Depuis 11 000 ans, la terre reste le principal matériau de construction utilisé dans le monde. Un tiers de l’humanité vit encore dans une maison bâtie au moins partiellement en terre crue. La bauge est une des techniques de mise en œuvre de la terre. Elle consiste à empiler des mottes les unes sur les autres jusqu’à réalisation d’un mur monolithique. 

 

Les mottes sont constituées de terre préalablement mélangée avec des fibres et de l’eau. Les fibres permettent la bonne tenue du matériau, l’eau est nécessaire pour activer le pouvoir collant de l’argile. Le mélange doit avoir la consistance de pâte à modeler tout en restant assez solide pour que les constructeurs puissent se lancer la motte d’un seul tenant de la main à la main.
On rencontre des murs en bauge dans de nombreux pays du monde avec des variantes propres aux traditions et savoir-faire locaux, une culture constructive vernaculaire résultant d’une combinaison entre les activités économiques d’un territoire et les matériaux qu'on y trouve. En France, les constructions en bauge se situent surtout en Bretagne et en Normandie.
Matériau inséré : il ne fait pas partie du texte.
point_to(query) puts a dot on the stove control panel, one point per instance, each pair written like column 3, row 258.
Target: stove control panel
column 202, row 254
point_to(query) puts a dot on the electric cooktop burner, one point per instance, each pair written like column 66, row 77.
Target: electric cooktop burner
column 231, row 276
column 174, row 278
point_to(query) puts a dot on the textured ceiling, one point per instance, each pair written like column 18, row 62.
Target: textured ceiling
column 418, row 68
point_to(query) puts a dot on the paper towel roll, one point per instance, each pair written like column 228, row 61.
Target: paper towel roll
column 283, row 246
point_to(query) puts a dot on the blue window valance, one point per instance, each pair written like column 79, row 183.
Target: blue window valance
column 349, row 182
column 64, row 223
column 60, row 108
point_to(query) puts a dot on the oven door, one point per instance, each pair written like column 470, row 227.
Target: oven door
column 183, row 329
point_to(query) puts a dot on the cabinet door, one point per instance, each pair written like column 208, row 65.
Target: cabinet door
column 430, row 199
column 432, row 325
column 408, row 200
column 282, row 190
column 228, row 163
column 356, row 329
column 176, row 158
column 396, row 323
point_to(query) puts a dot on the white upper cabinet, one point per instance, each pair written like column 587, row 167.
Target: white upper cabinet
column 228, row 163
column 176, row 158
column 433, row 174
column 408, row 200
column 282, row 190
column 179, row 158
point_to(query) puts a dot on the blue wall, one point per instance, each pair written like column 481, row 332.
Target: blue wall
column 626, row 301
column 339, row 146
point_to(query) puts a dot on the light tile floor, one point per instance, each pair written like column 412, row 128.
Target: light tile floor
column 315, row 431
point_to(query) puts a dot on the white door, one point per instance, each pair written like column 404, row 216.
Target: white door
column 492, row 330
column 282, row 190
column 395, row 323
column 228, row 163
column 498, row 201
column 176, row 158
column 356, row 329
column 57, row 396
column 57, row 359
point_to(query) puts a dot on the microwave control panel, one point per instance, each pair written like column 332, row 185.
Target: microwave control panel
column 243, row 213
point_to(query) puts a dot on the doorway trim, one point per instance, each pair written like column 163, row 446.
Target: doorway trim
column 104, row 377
Dans ces régions, durant toute la longue période où le monde économique est resté majoritairement paysan – jusqu’au milieu du XXe siècle environ –, on a bâti avec la terre, le bois et la paille à disposition en se servant des outils agricoles, fourche, trique, paroir, pour les mettre en œuvre.
En tant que matériau, la terre présente des intérêts multiples : elle est locale, donc facilement accessible à tous ; elle ne demande rien d’autre que l’énergie humaine pour être mise en œuvre (ni machine ni transformation) ; elle peut être réemployée à l’infini. En tant que technique constructive, la bauge permet de réaliser des murs porteurs et apporte beaucoup d’inertie. En revanche, elle ne constitue pas un bon isolant thermique.

Bauge + paille
En s’inspirant de la culture constructive locale pour concevoir leur maison, Anne et Simon, alors néoruraux fraîchement implantés dans l’Orne, se sont d’emblée inscrits dans la continuité historique du territoire où ils s’installaient. Ils ont cependant décidé d’apporter des modifications à ce système constructif vernaculaire pour rendre leur habitation plus confortable. 
La bauge n’a été employée que pour édifier les six piliers porteurs qui soutiennent à eux seuls le plancher et la charpente de la maison. Les murs entre les piliers ont ensuite été remplis de bottes de paille, la paille ayant pour propriété de piéger l’air à l’intérieur de ses fibres, ce qui en fait un excellent isolant thermique. 
La combinaison de la terre pour les piliers et de la paille pour les murs a ainsi permis de répondre à la fois aux normes thermiques réglementaires et aux exigences de confort des habitants autoconstructeurs.

 

Construire avec des matériaux locaux
Pour tous leurs matériaux et à toutes les phases de leur chantier, nos deux ingénieurs reconvertis maçons en écoconstruction ont mis un point d’honneur à ne se rendre dans aucune chaîne de distribution de matériel du bâtiment. Réfléchissant aux alternatives possibles, ils ont chaque fois privilégié les ressources les plus proches. 
Pour leurs fondations, ils ont utilisé des pierres provenant d’une ruine des alentours ; pour leurs murs, des bottes de paille fournies par leur voisin agriculteur ; pour leur plancher et leur charpente, du bois issu des forêts de l’Orne situées 
à quelques kilomètres de chez eux.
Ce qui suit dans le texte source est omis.